Marn, 66, pleaded guilty in January 2001 to conspiracy and engaging in monetary transactions involving deposits derived from the "Cayman Islands Investment" scheme, which began in June 1997 and was shut down in October 1998.
Investors were promised an 8 percent return per week for the use of their money for 13 weeks. The money was never deposited into the Cayman Islands, but used to pay those who had invested earlier, prosecutors said.

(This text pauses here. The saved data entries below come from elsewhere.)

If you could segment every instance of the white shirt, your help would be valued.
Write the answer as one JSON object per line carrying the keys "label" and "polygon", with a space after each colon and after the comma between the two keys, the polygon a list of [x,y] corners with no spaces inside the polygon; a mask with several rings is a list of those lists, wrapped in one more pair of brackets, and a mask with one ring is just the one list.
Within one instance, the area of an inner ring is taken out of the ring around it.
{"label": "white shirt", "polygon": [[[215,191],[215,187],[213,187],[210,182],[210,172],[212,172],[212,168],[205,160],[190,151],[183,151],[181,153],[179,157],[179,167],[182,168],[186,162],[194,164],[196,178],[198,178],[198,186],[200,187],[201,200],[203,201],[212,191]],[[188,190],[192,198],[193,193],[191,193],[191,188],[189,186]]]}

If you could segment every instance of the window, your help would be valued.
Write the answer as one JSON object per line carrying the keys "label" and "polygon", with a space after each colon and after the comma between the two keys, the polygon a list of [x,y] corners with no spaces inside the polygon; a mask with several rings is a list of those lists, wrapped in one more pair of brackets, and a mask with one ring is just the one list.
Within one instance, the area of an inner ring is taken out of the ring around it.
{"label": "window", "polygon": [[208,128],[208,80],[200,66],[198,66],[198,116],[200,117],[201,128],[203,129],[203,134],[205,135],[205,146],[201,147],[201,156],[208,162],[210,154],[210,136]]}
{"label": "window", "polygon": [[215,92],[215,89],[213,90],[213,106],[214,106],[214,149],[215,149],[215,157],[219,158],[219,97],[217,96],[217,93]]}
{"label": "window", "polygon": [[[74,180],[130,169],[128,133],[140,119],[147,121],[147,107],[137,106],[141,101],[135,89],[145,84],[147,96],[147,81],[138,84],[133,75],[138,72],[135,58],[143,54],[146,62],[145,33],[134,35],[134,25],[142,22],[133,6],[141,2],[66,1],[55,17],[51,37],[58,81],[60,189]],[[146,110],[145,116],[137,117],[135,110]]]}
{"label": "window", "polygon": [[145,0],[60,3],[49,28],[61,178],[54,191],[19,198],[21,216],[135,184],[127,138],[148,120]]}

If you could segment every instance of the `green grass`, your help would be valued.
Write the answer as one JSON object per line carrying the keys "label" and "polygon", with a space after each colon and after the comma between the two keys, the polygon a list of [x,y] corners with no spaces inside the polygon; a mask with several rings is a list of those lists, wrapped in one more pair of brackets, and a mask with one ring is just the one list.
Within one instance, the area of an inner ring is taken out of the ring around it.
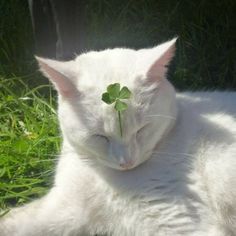
{"label": "green grass", "polygon": [[27,1],[0,3],[0,212],[47,192],[60,149],[55,92],[37,72]]}
{"label": "green grass", "polygon": [[[47,191],[60,146],[51,87],[30,89],[23,79],[2,78],[0,85],[2,209],[24,203]],[[42,89],[48,90],[47,99],[41,95]]]}
{"label": "green grass", "polygon": [[[169,73],[178,89],[236,88],[235,0],[85,4],[85,51],[151,47],[178,35]],[[55,92],[33,58],[27,1],[1,0],[0,15],[0,209],[6,210],[47,192],[60,132]]]}

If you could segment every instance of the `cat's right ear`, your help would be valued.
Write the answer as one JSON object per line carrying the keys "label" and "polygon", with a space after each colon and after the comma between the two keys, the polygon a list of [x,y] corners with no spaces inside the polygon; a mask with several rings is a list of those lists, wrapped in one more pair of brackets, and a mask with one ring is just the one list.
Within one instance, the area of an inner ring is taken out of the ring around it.
{"label": "cat's right ear", "polygon": [[154,48],[138,51],[141,67],[148,82],[156,83],[166,77],[167,67],[174,57],[177,38],[162,43]]}
{"label": "cat's right ear", "polygon": [[56,61],[35,56],[40,71],[53,83],[56,90],[64,98],[78,95],[76,89],[74,72],[74,61]]}

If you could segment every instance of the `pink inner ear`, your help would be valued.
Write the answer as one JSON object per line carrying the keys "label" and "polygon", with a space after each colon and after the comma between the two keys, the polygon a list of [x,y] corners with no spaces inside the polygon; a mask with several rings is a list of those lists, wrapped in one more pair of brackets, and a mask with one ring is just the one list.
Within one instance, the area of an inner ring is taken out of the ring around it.
{"label": "pink inner ear", "polygon": [[43,74],[52,81],[52,83],[55,85],[56,89],[62,96],[69,98],[75,96],[78,93],[75,85],[70,81],[69,78],[53,69],[39,58],[37,58],[37,60]]}
{"label": "pink inner ear", "polygon": [[165,77],[167,66],[175,54],[175,45],[171,45],[150,67],[147,77],[151,81],[161,80]]}

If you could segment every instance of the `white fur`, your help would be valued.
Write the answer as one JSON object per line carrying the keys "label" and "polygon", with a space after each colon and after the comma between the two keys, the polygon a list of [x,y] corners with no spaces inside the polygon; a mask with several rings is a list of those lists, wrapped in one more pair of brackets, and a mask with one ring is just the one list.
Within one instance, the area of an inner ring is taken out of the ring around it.
{"label": "white fur", "polygon": [[[62,152],[49,194],[1,219],[1,236],[236,235],[236,93],[175,98],[161,68],[173,44],[39,59],[59,91]],[[101,101],[115,82],[133,93],[122,138]]]}

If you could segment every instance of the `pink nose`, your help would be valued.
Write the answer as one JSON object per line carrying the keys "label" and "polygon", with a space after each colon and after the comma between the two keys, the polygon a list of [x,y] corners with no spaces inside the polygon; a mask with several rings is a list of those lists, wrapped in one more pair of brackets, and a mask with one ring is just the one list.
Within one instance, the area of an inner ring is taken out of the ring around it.
{"label": "pink nose", "polygon": [[120,167],[122,167],[125,170],[131,169],[133,165],[134,165],[134,162],[132,160],[120,163]]}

Defense attorney Robert Breakstone said Marn did not participate in the conspiracy, solicit or collect money as did others, but simply allowed money to be deposited into escrow accounts he opened.
"Mr. Marn knew what he did was wrong and what was deposited was money obtained by fraud," Breakstone said. "He acted willfully and with knowledge."
Marn, overcome with emotion, apologized to investors, totaling about 5,000, for the harm he caused and to his family for the embarrassment he brought upon them.
"I know this was wrong and I'm sorry," he said.
Assistant U.S. Attorney Larry Butrick said Marn played an important role in the scheme, which began in Hawaii then expanded to the mainland, American Samoa and Japan.
At first the scam involved only cash, which was deposited on a Friday, with payments disbursed the following Monday. When investors from the mainland, Japan and Singapore got involved and larger amounts started coming in, the scheme began accepting money orders and cashier's checks, making it difficult to cash and make payments by Monday, Butrick said. "Their savior was Fidelity Escrow."
Marn agreed to advance the cash, and he would then wait for the checks or money orders to clear.
Marn profited $45,000, fees for doing the transfers. "He wasn't taking in money from the scheme," Butrick said.
Marn cooperated with the government and was helpful in tracing money for distribution, Butrick said. In exchange for his cooperation, the government dropped three other counts of engaging in monetary transactions.
Six other individuals are awaiting sentencing in connection with the scheme, including Paul Lazzaro, one of two principals.
The other principal, Montez Salamasina Ottley, 57, was sentenced Tuesday to nearly 27 years in federal prison.